Aleksei Navalny’s wife, doctor and colleagues have sounded an anguished alarm that the incarcerated Kremlin critic’s health is rapidly deteriorating and his heart could stop any minute. They and many other supporters of Mr. Navalny are demanding that his doctors be immediately allowed to see and treat him.
The decision clearly rests with Russian President Vladimir Putin, and he should promptly agree. It may well be that Mr. Putin would prefer to be rid of his most effective critic — Mr. Navalny’s current ordeal, it will be recalled, began when Kremlin goons tried to kill him with a military nerve agent, an attack he survived only narrowly.
But Mr. Putin should understand that letting Mr. Navalny now perish in a labor camp would solidly confirm Mr. Putin as a “killer,” a characterization President Biden recently said he shares, and as a vengeful despot willing to go to any lengths against his critics. Mr. Putin has been around long enough to know how that would play abroad, and among Russians already showing fatigue with his increasingly authoritarian and open-ended rule.

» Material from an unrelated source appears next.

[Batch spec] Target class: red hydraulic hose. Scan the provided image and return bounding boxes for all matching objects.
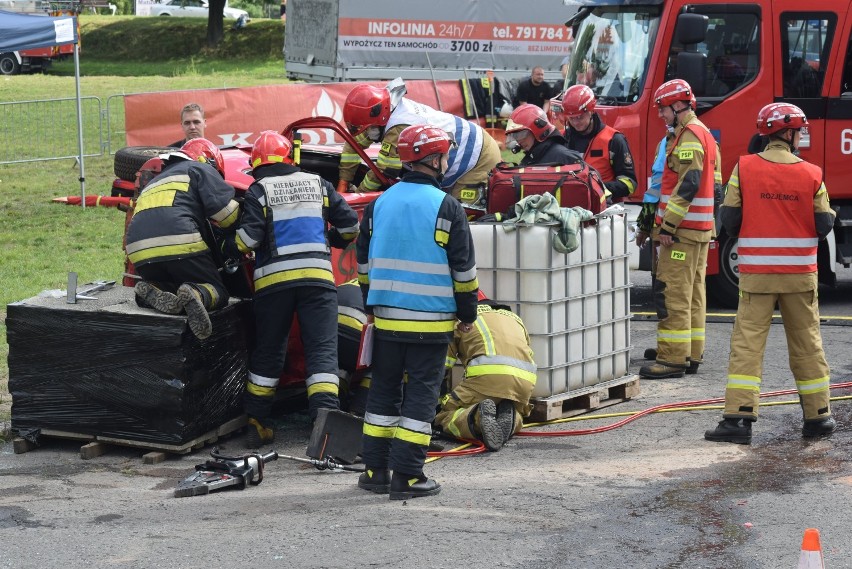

On Saturday, more than 70 prominent international writers, artists and academics — including Benedict Cumberbatch, Henry Louis Gates Jr., Orhan Pamuk, Vanessa Redgrave, J.K. Rowling, Salman Rushdie and Tom Stoppard — signed an open letter, published in British, French, German and Italian newspapers, calling on Mr. Putin to ensure that Mr. Navalny is “immediately given the medical treatment and care that he urgently requires — and is entitled to under Russia law.”
The only “crime” for which Mr. Navalny is being hounded is his courageous campaign to expose corruption and venality in the Kremlin elites, in part through hard-hitting and sardonic videos deriding the “crooks and thieves” at the top. The latest of these videos, detailing an extraordinarily lavish palace allegedly built for Mr. Putin on the Black Sea, was released shortly after Mr. Navalny was arrested in January.
The Kremlin has long tried to stifle Mr. Navalny, sometimes with brief stints in jail. Last August, however, the game radically changed when Mr. Navalny fell grievously ill on a flight over Siberia from what was later identified by Western experts as poisoning with the nerve agent Novichok. An independent investigation subsequently concluded that the attempt on Mr. Navalny’s life was the work of a group of Russian secret agents who had long been shadowing him.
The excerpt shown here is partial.